Usually, the trajectories T0 and T1 will firstly consist of individually measured position signals which are shown by crosses in the central part of FIG. 4. In order to calculate the center, these discrete points should be supplemented (i.e. interpolated) to form a continuous part of a curve, so that the real “geometric” or, if the part of a curve is considered as having mass, “physical” center can be determined by integration along the part of the curve. The “mass” of a measured value can in this case be defined by the measurement certainty, so that “good” measured values are used to a greater extent to form the center of the trajectory than those whose measured value is less reliable.
Filtering by center calculation may in principle also be used to compensate the breathing movement. However, since a breathing cycle lasts considerably longer than a heart cycle, the basic time window for data averaging is accordingly greater, which in turn leads to interference with the voluntary catheter movement by the examining physician.
FIG. 5 shows, in a representation corresponding to FIG. 2, an exemplary original trajectory T0 of position signals and also the compensated trajectory Tc determined therefrom by means of the center method.
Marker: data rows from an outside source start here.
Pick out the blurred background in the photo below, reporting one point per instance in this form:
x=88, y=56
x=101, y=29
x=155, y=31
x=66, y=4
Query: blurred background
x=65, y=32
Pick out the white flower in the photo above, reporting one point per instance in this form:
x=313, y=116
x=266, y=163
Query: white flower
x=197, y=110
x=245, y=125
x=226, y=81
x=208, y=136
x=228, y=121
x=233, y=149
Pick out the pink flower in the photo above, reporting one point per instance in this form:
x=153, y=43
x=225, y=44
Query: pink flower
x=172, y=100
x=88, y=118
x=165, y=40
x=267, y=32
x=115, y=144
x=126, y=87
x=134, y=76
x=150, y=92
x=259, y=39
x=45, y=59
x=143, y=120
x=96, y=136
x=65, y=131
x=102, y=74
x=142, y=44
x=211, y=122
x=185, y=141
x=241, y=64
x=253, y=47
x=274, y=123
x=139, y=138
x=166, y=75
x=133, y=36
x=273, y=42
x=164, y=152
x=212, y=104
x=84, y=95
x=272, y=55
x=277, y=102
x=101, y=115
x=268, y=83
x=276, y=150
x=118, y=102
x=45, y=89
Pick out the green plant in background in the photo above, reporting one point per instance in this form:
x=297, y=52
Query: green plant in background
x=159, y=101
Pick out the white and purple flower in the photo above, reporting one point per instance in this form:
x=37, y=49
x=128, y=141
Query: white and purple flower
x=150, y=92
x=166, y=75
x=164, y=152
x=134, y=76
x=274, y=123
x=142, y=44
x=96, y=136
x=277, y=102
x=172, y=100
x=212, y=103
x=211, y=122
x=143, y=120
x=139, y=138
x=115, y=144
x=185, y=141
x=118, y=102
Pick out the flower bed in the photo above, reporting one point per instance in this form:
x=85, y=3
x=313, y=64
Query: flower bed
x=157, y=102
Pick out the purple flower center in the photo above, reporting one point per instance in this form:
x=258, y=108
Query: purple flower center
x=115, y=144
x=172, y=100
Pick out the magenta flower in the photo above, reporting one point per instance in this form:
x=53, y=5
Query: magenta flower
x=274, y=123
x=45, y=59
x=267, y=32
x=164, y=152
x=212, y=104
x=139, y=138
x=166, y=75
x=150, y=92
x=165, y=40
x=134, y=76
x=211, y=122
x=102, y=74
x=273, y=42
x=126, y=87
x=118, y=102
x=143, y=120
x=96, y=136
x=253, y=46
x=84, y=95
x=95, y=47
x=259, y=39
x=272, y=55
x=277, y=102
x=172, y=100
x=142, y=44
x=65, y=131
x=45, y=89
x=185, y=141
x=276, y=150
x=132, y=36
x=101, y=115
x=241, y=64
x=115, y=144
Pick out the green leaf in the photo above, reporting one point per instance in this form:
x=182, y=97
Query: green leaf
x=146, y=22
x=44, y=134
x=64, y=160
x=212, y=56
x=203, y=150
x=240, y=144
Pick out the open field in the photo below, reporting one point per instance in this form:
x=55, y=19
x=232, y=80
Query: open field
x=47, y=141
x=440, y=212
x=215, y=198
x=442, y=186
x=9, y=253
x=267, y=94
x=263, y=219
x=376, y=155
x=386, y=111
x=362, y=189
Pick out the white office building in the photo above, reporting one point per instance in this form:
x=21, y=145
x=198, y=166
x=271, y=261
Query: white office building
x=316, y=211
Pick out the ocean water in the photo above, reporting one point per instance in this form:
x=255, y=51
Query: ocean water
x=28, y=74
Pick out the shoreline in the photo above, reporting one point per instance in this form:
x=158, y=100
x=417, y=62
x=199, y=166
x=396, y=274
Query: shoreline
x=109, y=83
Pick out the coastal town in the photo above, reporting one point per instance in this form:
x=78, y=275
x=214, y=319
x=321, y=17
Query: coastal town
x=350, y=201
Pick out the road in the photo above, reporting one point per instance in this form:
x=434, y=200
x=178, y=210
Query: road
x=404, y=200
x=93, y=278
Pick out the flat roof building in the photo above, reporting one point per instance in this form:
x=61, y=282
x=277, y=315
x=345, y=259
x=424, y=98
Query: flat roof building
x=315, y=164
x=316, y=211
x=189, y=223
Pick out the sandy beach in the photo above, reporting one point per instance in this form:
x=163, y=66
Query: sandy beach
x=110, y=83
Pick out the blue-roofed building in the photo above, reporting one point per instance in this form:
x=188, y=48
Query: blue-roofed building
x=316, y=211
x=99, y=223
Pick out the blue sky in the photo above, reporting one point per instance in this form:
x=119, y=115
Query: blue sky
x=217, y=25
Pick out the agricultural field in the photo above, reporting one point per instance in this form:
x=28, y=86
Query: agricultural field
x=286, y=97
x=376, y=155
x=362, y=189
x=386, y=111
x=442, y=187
The sensors 6, 7 for an ECG and 8 for breathing that are shown in FIG. 1 may be used to further improve the above-described compensation method. In particular, changes in the heartbeat and/or breathing frequency can be determined by the sensors. If, for example, an extra systole that deviates from the basic heart frequency occurs, then the associated position data of the catheter can be excluded from the processing. Alternatively, the catheter position in this time window may also be determined using a model-based filter, for example a Kalman filter (cf. R. E. Kalman, “A New Approach to Linear Filtering and Prediction Problems”, Transactions of the ASME—Journal of Basic Engineering, 82 (Series D), 35-45, 1960; P. S. Maybeck: “Stochastic models, estimation, and control, Vol. I”, Academic Press, 1979). A Kalman filter may also be used to predict the movement caused by breathing. In this case, use is only made of measurements of the catheter position which all belong to a determined defined position in the breathing cycle. Such positions may for example by detected by an additional breathing sensor or the local movement pattern.